What disease is caused by a mutation in hemoglobin?
Mutations in the HBB gene cause sickle cell disease. The HBB gene provides instructions for making one part of hemoglobin. Hemoglobin consists of four protein subunits, typically, two subunits called alpha-globin and two subunits called beta-globin.
What disorder is caused by a mutation?
But the mutations we hear about most often are the ones that cause disease. Some well-known inherited genetic disorders include cystic fibrosis, sickle cell anemia, Tay-Sachs disease, phenylketonuria and color-blindness, among many others. All of these disorders are caused by the mutation of a single gene.
What is an abnormal hemoglobin?
A hemoglobin abnormality is a variant form of hemoglobin that is often inherited and may cause a blood disorder (hemoglobinopathy). Hemoglobin is the iron-containing protein compound within red blood cells that carries oxygen throughout the body.
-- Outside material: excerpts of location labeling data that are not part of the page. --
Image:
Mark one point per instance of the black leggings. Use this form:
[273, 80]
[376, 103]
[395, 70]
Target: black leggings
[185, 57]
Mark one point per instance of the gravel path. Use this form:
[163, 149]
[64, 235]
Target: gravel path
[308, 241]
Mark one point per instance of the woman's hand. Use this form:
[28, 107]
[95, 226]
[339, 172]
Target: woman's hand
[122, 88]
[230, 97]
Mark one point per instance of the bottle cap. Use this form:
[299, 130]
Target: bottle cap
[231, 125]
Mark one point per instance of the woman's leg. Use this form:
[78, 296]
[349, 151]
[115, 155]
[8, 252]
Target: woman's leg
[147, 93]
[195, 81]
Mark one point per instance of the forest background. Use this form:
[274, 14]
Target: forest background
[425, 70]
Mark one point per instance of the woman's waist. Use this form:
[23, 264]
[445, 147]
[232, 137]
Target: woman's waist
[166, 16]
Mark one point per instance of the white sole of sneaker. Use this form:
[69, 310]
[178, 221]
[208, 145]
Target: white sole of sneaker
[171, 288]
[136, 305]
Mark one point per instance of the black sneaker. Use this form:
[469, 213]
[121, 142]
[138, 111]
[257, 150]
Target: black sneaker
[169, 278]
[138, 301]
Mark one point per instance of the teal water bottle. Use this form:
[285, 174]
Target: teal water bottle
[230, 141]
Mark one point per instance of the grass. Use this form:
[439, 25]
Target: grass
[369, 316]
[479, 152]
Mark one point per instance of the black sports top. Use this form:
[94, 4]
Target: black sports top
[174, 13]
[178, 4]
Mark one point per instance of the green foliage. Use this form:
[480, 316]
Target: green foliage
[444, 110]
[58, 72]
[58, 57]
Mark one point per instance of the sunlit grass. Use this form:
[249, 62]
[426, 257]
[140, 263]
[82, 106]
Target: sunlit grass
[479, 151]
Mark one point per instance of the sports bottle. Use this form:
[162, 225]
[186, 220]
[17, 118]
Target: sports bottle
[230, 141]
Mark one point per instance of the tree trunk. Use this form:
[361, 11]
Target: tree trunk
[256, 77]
What are rare genetic disorders?
There are many different types of rare genetic diseases that can affect the development of a child. Mitochondrial disorders and cri du chat syndrome are a couple examples of rare genetic disorders. Van der Woude syndrome and Angelman syndrome are also types of rare diseases. Owing to their rarity, information about these diseases is limited.
What is hemoglobin H disease?
Hemoglobin H disease. Hemoglobin H disease is a type of alpha thalassemia caused by impaired production of three of the four alpha globins, coded by genes HBA1 and HBA2.
What are the types of hemoglobin?
Hemoglobin (Hgb) is comprised of many different types, the most common being A 1, A 2, F, S, and C. Hgb A 1 is the major component of hemoglobin in the normal red blood cell.
What are hemoglobin genes?
Hemoglobin, alpha 1, also known as HBA1, is a hemoglobin protein that in humans is encoded by the HBA1 gene.